Diminuiscono le chiusure attività

Altro dato positivo, per quanto riguarda la seconda parte del 2014, arriva dalla diminuzione delle chiusure di attività. In alcuni settori viene registrato addirittura l’aumento del numero di imprese. A crescere è soprattutto il numero di imprese nel commercio al dettaglio in sede fissa di prodotti di modo (+7.019) e, come detto, quello delle attività nel commercio ambulante (+5.455). Ma crescono anche le attività che operano nel settore alimentare (+580) e in quello dell’informatica (+314). A diminuire invece sono le edicole (-824) e le imprese del dettaglio fisso di prodotti alimentari non specializzati (-6.238).

 

Confesercenti: “Ripresa ancora da consolidare”

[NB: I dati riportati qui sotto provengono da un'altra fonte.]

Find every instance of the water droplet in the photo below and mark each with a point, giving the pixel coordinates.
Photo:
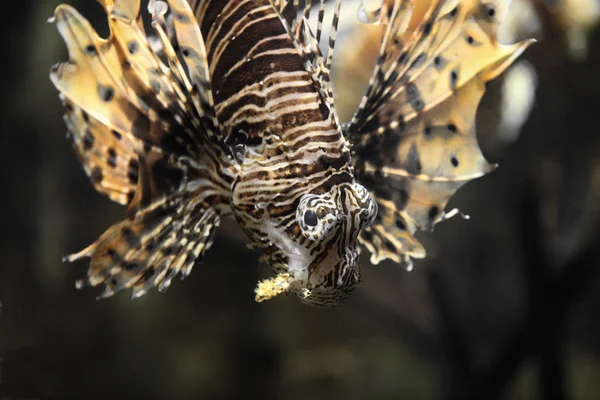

I dati vengono accolti positivamente dal vice presidente vicario Confesercenti, Massimo Vivoli, che dichiara: “La fase peggiore della crisi del commercio parrebbe essere superata. Nel 2014 si scorgono segnali positivi, ed il 2015 potrebbe finalmente essere l’anno della ripresa”. Ci si può cullare su questi dati? Niente affatto e lo spiega, ancora, Vivoli: “Si tratta però di una ripresa ancora da consolidare: serve una politica fiscale meno punitiva sui consumi, a partire dalla sterilizzazione del possibile aumento dell’Iva previsto dalla clausola di salvaguardia della legge di stabilità. Ma servono anche interventi per sbloccare il credito alle imprese e frenare la deriva della deflazione,  che potrebbe gelare sul nascere la possibile ripresa”.

Imprese straniere +16%

Come detto, va riconosciuto il merito degli imprenditori stranieri, assai più temerari dei nostri connazionali. Mentre infatti le imprese italiane nel commercio al dettaglio in sede fissa hanno subito una contrazione del 6% dal 2011 al 2014, quelle straniere sono aumentate del 16%. Il comparto che va per la maggiore è senz’altro quello del dettaglio alimentare specializzato. Questo ha fatto registrare un aumento del 9,8% nel 2014 contro il +7,7% del dettaglio non specializzato.